Coalgebras in the Dwyer-Kan localization of a model category

TL;DR

This paper explores how weak monoidal Quillen equivalences lead to equivalences of symmetric monoidal ∞-categories via Dwyer-Kan localization, establishing a Dold-Kan correspondence for coalgebras and analyzing their rigidity properties.

Contribution

It demonstrates that weak monoidal Quillen equivalences induce symmetric monoidal ∞-category equivalences and provides explicit lifts of the stable Dold-Kan correspondence, along with examples of non-rigidifiable homotopy coalgebras.

Findings

Weak monoidal Quillen equivalences induce ∞-category equivalences.

The stable Dold-Kan correspondence lifts to symmetric monoidal ∞-categories.
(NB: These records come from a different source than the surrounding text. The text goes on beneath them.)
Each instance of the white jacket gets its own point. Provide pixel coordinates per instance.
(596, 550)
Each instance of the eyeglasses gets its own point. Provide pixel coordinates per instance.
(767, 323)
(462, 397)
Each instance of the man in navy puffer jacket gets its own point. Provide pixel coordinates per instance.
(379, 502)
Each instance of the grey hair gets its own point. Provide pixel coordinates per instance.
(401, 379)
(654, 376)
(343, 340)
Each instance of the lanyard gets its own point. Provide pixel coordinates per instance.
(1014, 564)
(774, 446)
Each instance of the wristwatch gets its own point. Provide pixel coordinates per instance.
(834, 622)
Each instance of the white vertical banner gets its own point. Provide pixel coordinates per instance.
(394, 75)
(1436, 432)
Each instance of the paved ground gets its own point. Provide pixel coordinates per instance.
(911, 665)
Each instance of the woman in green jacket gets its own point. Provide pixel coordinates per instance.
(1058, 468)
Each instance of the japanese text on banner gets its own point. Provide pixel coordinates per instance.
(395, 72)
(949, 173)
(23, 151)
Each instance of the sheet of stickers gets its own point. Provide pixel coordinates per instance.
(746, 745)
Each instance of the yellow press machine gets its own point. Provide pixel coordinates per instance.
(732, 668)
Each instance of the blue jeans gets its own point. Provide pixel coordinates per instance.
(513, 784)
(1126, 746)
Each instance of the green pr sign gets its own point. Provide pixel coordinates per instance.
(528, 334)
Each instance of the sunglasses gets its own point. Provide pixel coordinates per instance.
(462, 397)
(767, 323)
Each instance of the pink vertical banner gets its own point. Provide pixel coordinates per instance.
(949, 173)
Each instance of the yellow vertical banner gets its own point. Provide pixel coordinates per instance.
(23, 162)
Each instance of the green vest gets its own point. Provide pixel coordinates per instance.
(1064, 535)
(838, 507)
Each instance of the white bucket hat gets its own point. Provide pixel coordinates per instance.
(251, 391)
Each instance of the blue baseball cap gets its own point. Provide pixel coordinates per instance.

Certain homotopy coalgebras cannot be rigidified, showing limitations in strictification.

Abstract

We show that weak monoidal Quillen equivalences induce equivalences of symmetric monoidal $\infty$-categories with respect to the Dwyer-Kan localization of the symmetric monoidal model categories. The result will induce a Dold-Kan correspondence of coalgebras in $\infty$-categories. Moreover, it shows that Shipley's zig-zag of Quillen equivalences lifts to an explicit symmetric monoidal equivalence of $\infty$-categories for the stable Dold-Kan correspondence. We study homotopy coherent coalgebras associated to a monoidal monoidal category. We show examples when these coalgebras cannot be rigidified. That is, their $\infty$-categories are not equivalent to the Dwyer-Kan localizations of strict coalgebras in the usual monoidal model categories of spectra and of connective discrete $R$-modules.